毎週金曜日に更新します。基本、1話完結ですので何話からでも読み始めることができます!

<あらすじ>

電車で謎のおっさんに殴られる。
学校創立以来の大事件を起こす。
迷子の末、線路を爆走。

門限18時、冴えない高校1年生のとっしーと、
「おもしろければ何でもええ」笑い至上主義のボブとキャプテンの出会いが化学反応を起こし退屈な日常に奇跡を起こします。

無茶振りに戸惑い、泣き喚きながらも、持ち前の行動力を発揮していくとっしーは、数々のイベントをこなし、高校デビューを果たします。

そしてぼくら3人は、毎日、22時頃まで共に過ごすホモ集団へ… 蜜月の3人を待ち受けるのは、次々と起こる謎イベント...

死を覚悟した高さ10mの橋に架かる線路を歩くことを乗り越えた先に待つものは…?

そして9年3か月の片思いは、悲劇の結末へ…
いや、その結末こそが、喜劇の始まりでした。

アウグストゥス
「この人生の喜劇で自分の役を最後までうまく演じたとは思わないか?この芝居がお気に召したのなら、どうか拍手喝采を」 



この作品のジャンルは「喜劇」、「コメディ」です。読者が幸せになる作品を目指します!

金曜日の「俺たちバグジー親衛隊」がみなさんの週末に欠かせないものになり、「今週もよく頑張った!また明日から頑張っていこう!」とみんなの心が軽くなって、笑顔になれる作品を執筆していきます!

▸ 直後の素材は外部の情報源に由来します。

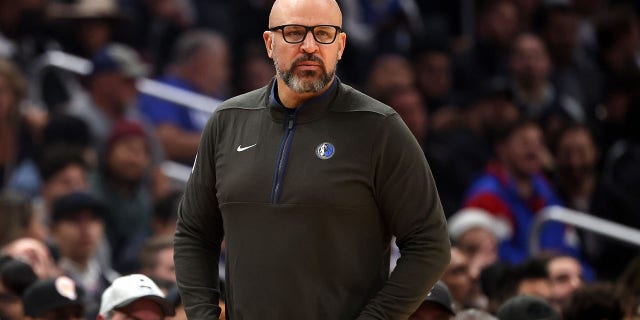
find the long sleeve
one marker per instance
(408, 199)
(199, 234)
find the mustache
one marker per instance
(308, 57)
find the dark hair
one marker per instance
(149, 251)
(66, 129)
(613, 26)
(16, 213)
(504, 133)
(16, 275)
(573, 127)
(594, 302)
(533, 268)
(543, 16)
(192, 42)
(56, 158)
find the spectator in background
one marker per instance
(474, 314)
(19, 219)
(576, 157)
(530, 67)
(35, 253)
(565, 275)
(15, 277)
(575, 72)
(514, 188)
(200, 64)
(618, 42)
(437, 305)
(595, 301)
(457, 154)
(532, 278)
(376, 29)
(387, 73)
(134, 296)
(23, 33)
(525, 307)
(121, 184)
(63, 170)
(64, 129)
(113, 94)
(90, 23)
(156, 259)
(58, 298)
(497, 28)
(463, 285)
(157, 25)
(477, 234)
(82, 28)
(77, 228)
(434, 78)
(256, 70)
(16, 137)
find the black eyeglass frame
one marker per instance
(306, 31)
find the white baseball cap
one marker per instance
(127, 289)
(469, 218)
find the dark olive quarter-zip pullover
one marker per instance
(307, 201)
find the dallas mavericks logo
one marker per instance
(325, 150)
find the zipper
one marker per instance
(282, 158)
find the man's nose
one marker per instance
(309, 44)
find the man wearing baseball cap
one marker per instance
(437, 305)
(134, 297)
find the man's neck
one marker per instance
(291, 99)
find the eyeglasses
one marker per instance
(295, 33)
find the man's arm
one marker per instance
(199, 234)
(408, 199)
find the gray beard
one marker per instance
(299, 85)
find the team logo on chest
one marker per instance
(325, 150)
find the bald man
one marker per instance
(307, 180)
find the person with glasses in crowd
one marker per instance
(307, 180)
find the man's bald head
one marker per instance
(305, 12)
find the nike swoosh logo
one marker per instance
(241, 148)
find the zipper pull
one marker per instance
(291, 119)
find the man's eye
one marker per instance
(294, 33)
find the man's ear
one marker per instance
(268, 42)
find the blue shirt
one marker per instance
(160, 111)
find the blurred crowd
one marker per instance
(519, 105)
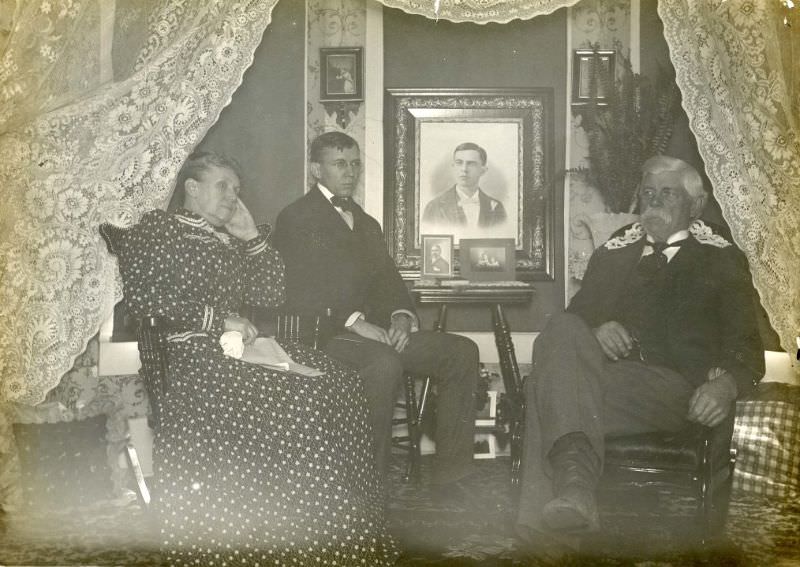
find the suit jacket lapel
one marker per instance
(328, 213)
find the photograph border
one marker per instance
(449, 259)
(468, 244)
(358, 75)
(536, 207)
(595, 56)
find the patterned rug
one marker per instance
(647, 533)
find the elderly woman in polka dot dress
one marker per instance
(253, 466)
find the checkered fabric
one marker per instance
(767, 439)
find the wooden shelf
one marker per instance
(478, 294)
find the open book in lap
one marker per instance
(264, 351)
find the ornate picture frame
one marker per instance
(341, 74)
(514, 127)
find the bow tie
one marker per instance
(659, 247)
(344, 203)
(653, 263)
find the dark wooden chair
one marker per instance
(511, 410)
(698, 460)
(414, 407)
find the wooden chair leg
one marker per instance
(706, 492)
(412, 422)
(136, 470)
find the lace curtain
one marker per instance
(79, 147)
(734, 66)
(479, 11)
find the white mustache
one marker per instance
(661, 214)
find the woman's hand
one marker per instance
(242, 225)
(243, 325)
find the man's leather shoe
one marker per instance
(574, 509)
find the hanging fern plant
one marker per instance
(634, 124)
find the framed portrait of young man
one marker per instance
(474, 163)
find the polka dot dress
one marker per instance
(253, 466)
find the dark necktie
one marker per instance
(344, 203)
(653, 263)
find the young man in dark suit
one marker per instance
(662, 333)
(465, 204)
(336, 260)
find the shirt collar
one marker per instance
(464, 198)
(680, 235)
(328, 195)
(325, 191)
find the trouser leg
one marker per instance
(452, 361)
(381, 372)
(574, 388)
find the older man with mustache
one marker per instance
(662, 333)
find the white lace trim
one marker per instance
(704, 235)
(634, 234)
(75, 153)
(479, 11)
(729, 66)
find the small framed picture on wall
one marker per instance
(437, 255)
(341, 73)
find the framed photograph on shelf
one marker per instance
(592, 76)
(341, 74)
(488, 259)
(487, 416)
(474, 163)
(485, 446)
(437, 256)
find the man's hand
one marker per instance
(399, 331)
(614, 339)
(244, 326)
(370, 331)
(713, 399)
(242, 225)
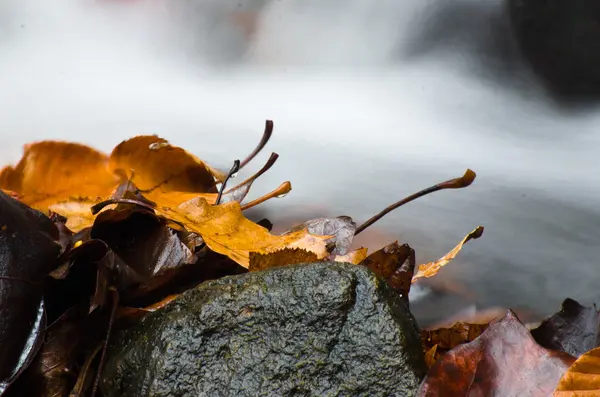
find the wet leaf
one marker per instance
(430, 269)
(395, 264)
(284, 257)
(28, 252)
(341, 229)
(226, 231)
(155, 165)
(503, 361)
(437, 341)
(141, 240)
(448, 338)
(582, 379)
(574, 329)
(52, 171)
(431, 356)
(355, 257)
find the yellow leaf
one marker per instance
(283, 257)
(430, 269)
(355, 257)
(52, 171)
(155, 165)
(582, 378)
(225, 230)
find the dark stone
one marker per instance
(561, 41)
(325, 329)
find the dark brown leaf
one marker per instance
(341, 229)
(573, 330)
(28, 252)
(395, 264)
(503, 361)
(284, 257)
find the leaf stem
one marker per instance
(456, 183)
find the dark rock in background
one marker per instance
(325, 329)
(561, 41)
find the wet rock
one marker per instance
(561, 40)
(325, 329)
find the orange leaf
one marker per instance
(284, 257)
(430, 269)
(154, 165)
(225, 230)
(431, 356)
(503, 361)
(52, 171)
(582, 378)
(355, 257)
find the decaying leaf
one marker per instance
(574, 329)
(438, 341)
(355, 257)
(51, 171)
(394, 263)
(341, 228)
(69, 178)
(28, 251)
(582, 379)
(155, 165)
(431, 356)
(430, 269)
(225, 230)
(283, 257)
(503, 361)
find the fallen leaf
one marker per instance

 物書きとしては初心者で、稚拙な表現も多々ありますので、感想や指摘点はコメント欄でどんどん教えてほしいと思っています!
 喜劇の物語の完結まで、一生懸命執筆しますので、応援よろしくお願いします!

また、他にも投資、音楽、サブカルチャー、社会問題への提言など幅広い話題の記事をアップしています。よろしくお願いいたします!
 夢は、書籍化→映画化!!!
日本に「俺バグ旋風」を巻き起こします!!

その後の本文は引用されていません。